C’est un soulagement de porter mes propres vêtements. Je les avais hier aussi, mais je n’y ai pas trop fait attention. Enfin, assise là, toute seule, à regarder par la fenêtre, c’est un plaisir de porter mon jean et mon tee-shirt Tolkien au lieu de cet affreux uniforme.

C’est drôle, j’écris tout ceci en miroir, afin que personne ne puisse me lire, mais j’ai envie d’écrire ce qui vient en double miroir ou quelque chose, au cas où. Mon carnet est muni d’un cadenas. J’ai de la chance de pouvoir écrire en miroir de la main gauche. Avec mon entraînement, je suis presque aussi rapide que de la droite.

Bref…

Hier soir, après avoir écrit dans mon journal, j’ai lu un peu (Le Monde des Ptavvs, de Niven) puis j’ai éteint la lumière. Je me suis endormie, mais plus tard il, mon père – je devrais vraiment l’appeler Daniel, c’est son nom, et c’est comme ça que Sam l’appelle –, Daniel est entré et a allumé la lumière, ce qui m’a réveillée. Il était ivre. Il pleurait. Il a essayé d’entrer dans mon lit et de m’embrasser, j’ai dû le repousser.

Je sais, j’ai dit que j’allais être pro-sexe, mais…
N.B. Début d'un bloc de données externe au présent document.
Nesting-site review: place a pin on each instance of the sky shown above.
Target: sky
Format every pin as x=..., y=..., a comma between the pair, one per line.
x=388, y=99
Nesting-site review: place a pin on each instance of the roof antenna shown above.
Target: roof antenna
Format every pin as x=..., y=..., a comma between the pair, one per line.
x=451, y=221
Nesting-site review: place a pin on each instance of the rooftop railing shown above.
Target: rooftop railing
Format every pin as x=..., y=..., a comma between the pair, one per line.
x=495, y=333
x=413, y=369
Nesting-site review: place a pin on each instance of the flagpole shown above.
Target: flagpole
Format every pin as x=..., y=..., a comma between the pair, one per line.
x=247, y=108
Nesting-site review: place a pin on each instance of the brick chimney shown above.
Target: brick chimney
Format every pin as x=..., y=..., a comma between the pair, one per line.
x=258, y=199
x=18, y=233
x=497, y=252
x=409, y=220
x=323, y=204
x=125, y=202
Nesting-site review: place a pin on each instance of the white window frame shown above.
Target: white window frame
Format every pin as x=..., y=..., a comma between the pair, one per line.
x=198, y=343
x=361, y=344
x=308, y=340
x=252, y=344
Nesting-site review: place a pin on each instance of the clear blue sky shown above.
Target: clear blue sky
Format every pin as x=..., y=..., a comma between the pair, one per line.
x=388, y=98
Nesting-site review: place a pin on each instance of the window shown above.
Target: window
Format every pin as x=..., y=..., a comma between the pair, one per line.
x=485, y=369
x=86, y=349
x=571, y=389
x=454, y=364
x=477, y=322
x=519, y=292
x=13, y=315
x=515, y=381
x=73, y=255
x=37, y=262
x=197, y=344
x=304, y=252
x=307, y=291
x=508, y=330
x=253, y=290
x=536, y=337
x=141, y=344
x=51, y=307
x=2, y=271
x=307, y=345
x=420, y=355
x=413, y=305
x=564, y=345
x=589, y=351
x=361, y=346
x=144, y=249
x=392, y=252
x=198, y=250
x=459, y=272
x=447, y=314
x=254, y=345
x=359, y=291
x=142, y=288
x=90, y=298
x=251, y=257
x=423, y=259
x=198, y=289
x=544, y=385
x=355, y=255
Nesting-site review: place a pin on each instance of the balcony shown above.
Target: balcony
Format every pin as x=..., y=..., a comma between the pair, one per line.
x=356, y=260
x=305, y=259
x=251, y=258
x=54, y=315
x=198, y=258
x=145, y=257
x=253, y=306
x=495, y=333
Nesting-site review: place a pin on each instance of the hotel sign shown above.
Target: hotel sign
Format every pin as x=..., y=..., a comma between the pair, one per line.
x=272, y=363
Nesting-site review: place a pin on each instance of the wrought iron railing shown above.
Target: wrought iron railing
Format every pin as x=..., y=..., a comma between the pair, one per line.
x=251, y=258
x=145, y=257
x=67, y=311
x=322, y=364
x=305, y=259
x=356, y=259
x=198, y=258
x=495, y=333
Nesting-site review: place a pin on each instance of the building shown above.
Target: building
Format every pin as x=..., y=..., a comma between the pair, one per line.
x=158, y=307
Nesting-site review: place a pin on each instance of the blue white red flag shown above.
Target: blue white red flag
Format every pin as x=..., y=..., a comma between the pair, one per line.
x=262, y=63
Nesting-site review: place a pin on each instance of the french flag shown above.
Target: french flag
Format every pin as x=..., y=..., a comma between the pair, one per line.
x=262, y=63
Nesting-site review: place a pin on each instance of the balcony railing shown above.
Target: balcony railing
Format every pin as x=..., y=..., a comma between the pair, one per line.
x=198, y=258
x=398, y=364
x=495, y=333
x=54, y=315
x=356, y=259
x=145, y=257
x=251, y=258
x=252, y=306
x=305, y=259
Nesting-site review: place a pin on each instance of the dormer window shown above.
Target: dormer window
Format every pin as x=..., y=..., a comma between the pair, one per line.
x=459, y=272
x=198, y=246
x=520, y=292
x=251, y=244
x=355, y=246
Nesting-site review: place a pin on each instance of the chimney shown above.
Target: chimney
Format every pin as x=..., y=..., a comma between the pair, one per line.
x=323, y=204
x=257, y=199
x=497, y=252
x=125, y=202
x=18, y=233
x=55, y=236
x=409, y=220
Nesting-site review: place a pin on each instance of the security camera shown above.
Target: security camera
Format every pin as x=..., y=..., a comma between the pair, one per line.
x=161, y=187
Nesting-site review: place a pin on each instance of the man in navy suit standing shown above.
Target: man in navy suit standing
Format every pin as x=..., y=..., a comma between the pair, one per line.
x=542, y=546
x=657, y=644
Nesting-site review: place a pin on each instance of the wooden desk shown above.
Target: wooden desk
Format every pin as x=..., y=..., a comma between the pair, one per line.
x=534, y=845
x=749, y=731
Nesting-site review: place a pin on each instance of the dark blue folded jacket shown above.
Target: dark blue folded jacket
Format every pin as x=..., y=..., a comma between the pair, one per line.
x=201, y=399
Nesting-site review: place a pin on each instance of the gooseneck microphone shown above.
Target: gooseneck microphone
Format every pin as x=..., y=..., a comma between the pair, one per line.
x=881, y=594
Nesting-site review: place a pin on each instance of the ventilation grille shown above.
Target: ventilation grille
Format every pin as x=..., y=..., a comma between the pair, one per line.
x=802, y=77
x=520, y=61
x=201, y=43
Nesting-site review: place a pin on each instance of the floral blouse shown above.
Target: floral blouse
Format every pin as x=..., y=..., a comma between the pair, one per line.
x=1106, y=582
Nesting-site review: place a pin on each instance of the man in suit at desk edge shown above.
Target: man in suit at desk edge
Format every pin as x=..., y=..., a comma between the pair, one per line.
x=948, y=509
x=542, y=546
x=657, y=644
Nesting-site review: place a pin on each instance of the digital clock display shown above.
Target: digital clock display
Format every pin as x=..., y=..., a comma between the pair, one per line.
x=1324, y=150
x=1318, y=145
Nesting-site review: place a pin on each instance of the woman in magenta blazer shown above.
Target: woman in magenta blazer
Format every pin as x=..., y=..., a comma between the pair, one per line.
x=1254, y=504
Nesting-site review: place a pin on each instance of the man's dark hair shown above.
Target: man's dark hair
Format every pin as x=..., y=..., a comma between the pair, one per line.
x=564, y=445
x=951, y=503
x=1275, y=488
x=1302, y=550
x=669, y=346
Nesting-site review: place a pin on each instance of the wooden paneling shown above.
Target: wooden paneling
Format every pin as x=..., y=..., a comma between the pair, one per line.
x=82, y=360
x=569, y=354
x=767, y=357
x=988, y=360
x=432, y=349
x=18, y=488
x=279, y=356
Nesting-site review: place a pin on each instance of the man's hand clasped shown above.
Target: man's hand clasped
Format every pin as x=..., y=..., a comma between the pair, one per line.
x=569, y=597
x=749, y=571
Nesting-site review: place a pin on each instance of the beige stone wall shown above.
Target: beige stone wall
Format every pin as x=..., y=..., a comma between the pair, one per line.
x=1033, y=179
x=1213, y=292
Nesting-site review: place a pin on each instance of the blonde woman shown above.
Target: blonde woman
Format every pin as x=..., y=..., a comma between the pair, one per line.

En un sens, c’est agréable de penser que quelqu’un a envie de moi. Et les caresses sont agréables. D’autre part, le sexe, eh bien, il n’y a pas non plus d’intimité à l’école, mais j’ai eu une occasion la nuit d’avant. (Combien de temps cela prend-il ? La masturbation dure cinq, dix minutes maximum. Il n’est jamais dit, dans les livres, combien de temps. Bron et Spike l’ont fait pendant des heures, mais c’était une exhibition.) Et je sais, d’après Les Vies de Lazarus Long, qui est très explicite sur ce point, que l’inceste n’est pas mauvais par nature… ce n’est pas comme si j’avais vraiment l’impression qu’il est de la famille. Je n’arrive pas à imaginer avoir envie avec Grampar, pouah !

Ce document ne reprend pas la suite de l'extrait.